Impacts of the Deepwater Horizon oil spill on the salt marsh vegetation of Louisiana
2016
Hester, Mark W. | Willis, Jonathan M. | Rouhani, Shahrokh | Steinhoff, Marla A. | M. C. B. (Mary C. Baker),
The coastal wetland vegetation component of the Deepwater Horizon oil spill Natural Resource Damage Assessment documented significant injury to the plant production and health of Louisiana salt marshes exposed to oiling. Specifically, marsh sites experiencing trace or greater vertical oiling of plant tissues displayed reductions in cover and peak standing crop relative to reference (no oiling), particularly in the marsh edge zone, for the majority of this four year study. Similarly, elevated chlorosis of plant tissue, as estimated by a vegetation health index, was detected for marsh sites with trace or greater vertical oiling in the first two years of the study.

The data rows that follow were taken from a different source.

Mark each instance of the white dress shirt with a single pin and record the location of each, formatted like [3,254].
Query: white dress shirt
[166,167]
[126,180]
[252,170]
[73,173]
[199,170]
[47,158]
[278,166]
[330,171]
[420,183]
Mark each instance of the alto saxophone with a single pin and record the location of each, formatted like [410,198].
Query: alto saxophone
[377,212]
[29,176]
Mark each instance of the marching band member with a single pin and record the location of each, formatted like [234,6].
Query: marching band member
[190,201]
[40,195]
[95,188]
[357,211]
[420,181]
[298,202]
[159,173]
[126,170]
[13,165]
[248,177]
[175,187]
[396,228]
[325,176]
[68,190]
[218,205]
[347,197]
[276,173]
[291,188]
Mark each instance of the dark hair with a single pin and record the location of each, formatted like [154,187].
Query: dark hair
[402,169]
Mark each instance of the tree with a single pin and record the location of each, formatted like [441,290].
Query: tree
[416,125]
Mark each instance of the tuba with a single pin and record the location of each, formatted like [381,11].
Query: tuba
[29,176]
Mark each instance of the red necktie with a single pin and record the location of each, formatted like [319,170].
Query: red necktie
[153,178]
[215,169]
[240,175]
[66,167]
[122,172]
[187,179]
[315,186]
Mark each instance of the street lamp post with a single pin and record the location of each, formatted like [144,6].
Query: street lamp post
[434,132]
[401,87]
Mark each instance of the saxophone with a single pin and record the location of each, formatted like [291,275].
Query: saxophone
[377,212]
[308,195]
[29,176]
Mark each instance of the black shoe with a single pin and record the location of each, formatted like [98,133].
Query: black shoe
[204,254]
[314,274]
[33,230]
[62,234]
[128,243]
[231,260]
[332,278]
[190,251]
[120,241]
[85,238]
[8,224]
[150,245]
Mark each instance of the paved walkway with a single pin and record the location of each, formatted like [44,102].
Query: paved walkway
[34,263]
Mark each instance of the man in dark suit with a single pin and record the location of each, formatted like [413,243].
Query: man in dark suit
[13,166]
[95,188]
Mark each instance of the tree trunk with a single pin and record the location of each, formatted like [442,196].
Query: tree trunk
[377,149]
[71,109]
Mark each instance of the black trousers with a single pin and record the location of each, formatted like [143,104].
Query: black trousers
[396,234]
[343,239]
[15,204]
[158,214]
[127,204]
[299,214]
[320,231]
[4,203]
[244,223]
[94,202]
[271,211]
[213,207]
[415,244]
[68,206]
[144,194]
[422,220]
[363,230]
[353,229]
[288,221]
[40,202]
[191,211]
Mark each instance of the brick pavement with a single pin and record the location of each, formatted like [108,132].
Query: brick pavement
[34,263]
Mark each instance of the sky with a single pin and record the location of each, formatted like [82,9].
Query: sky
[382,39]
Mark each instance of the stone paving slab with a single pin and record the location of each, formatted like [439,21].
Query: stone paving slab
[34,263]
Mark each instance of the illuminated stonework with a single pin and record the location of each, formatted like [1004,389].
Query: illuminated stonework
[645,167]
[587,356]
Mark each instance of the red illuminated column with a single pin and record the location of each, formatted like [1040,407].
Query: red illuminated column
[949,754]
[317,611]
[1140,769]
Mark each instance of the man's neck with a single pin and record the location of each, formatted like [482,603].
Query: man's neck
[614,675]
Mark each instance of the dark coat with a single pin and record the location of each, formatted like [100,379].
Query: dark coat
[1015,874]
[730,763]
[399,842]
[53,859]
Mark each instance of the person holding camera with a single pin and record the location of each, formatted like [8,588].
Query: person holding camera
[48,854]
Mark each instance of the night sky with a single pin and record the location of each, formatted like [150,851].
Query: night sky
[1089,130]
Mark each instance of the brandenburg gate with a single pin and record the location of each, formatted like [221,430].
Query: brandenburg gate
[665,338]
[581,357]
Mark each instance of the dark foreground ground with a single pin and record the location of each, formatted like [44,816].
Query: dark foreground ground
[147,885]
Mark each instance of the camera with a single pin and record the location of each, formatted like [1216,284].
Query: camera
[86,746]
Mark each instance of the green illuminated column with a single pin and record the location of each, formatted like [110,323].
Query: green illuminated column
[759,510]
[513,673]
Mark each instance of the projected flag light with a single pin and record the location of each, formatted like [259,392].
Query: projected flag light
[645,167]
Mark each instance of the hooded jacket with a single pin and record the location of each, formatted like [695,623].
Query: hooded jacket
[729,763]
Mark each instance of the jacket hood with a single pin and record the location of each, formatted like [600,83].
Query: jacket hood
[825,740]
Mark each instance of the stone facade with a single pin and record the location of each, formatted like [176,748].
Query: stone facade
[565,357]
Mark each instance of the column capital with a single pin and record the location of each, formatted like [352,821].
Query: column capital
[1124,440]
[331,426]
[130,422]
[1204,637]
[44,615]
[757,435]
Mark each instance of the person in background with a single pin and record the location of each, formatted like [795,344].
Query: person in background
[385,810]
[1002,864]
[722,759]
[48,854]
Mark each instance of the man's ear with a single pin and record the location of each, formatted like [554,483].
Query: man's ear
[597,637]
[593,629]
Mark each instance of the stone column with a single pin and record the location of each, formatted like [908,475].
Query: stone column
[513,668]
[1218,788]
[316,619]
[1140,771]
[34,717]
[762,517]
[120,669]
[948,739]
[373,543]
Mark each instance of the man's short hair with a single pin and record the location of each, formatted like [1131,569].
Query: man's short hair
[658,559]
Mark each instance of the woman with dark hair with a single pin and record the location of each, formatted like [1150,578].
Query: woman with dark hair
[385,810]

Key environmental factors, such as hydrologic regime, elevation, and soil characteristics, were generally similar across plant oiling classes (including reference), indicating that the observed injury to plant production and health was the result of plant oiling and not potential differences in environmental setting. Although fewer significant impacts to plant production and health were detected in the latter years of the study, this is due in part to decreased sample size occurring as a result of erosion (shoreline retreat) and resultant loss of plots, and should not be misconstrued as indicating full recovery of the ecosystem.